I think it's understandable that a community in a state of shock (who indeed may not yet be convinced that he is the murderer rather than a third party) might react with their kindest thoughts for all of those involved in the tragedy. Even Adam Lanza's family didn't respond with 'yep always knew he was going to be a murderer' (although they certainly didn't say 'he was a brilliant son and great friend' as his MH problems were already known about).

The question is why the media angles its stories to lead with 'brilliant dad murders family' rather than ''much loved and valued teacher' murdered with her children'. It isn't necessary to print all the nice things said about a murderer, the media is highly selective when it wants to be.

VestalVirgin · 01/09/2016 21:10

One can only come to the conclusion to stay the hell away from "good" men who are "great dads" and the like.

Maybe bad boys are safer after all.
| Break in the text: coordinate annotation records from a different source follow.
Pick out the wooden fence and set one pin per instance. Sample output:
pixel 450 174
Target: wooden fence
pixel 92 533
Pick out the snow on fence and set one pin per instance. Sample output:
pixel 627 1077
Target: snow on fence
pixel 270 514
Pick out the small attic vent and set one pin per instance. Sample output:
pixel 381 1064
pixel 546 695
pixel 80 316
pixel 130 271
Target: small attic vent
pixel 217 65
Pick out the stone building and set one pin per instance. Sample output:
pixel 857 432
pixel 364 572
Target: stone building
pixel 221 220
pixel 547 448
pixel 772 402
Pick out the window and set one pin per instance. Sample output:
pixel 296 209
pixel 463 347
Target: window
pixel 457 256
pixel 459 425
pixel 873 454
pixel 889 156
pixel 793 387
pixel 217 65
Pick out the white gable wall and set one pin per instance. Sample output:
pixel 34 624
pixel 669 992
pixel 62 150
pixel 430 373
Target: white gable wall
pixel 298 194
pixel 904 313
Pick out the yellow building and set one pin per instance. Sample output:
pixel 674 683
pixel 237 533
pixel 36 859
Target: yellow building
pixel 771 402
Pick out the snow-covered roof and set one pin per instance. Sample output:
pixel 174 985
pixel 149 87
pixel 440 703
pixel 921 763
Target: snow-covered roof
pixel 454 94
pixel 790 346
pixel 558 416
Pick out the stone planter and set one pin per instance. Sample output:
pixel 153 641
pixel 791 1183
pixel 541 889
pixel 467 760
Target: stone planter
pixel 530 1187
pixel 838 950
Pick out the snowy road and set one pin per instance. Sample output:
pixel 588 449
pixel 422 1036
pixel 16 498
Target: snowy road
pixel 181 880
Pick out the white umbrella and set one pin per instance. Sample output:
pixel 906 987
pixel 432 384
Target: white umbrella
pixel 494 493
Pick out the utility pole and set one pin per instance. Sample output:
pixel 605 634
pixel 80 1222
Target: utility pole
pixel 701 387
Though probably not.

Spinsterhood is the only safe option.

I wouldn't say anything nice about a murderer except "He seemed nice".

7Days · 01/09/2016 21:27

It's the shock, though. The cognitive dissonance. That nice man at no 23, chatted to at school pickup, had a drink with, your kids went to his house to play. To think that someone so normal could do just a thing. Everything seems turned upside down, it unsettles people, locals and news consumers.

I'm not defending the news coverage, which is shocking and minimising. There is a definite bias there, we all know that.

But I think I'm defending the local people who are being quoted, who are shocked and horrified and have journalists on their doorstep.

We know all about house devils, street angels. But you tend to assume most men are decent, especially if they act it, and the whole family keeps up the front.

I don't know really...what can be said. That poor woman and those kids. RIP.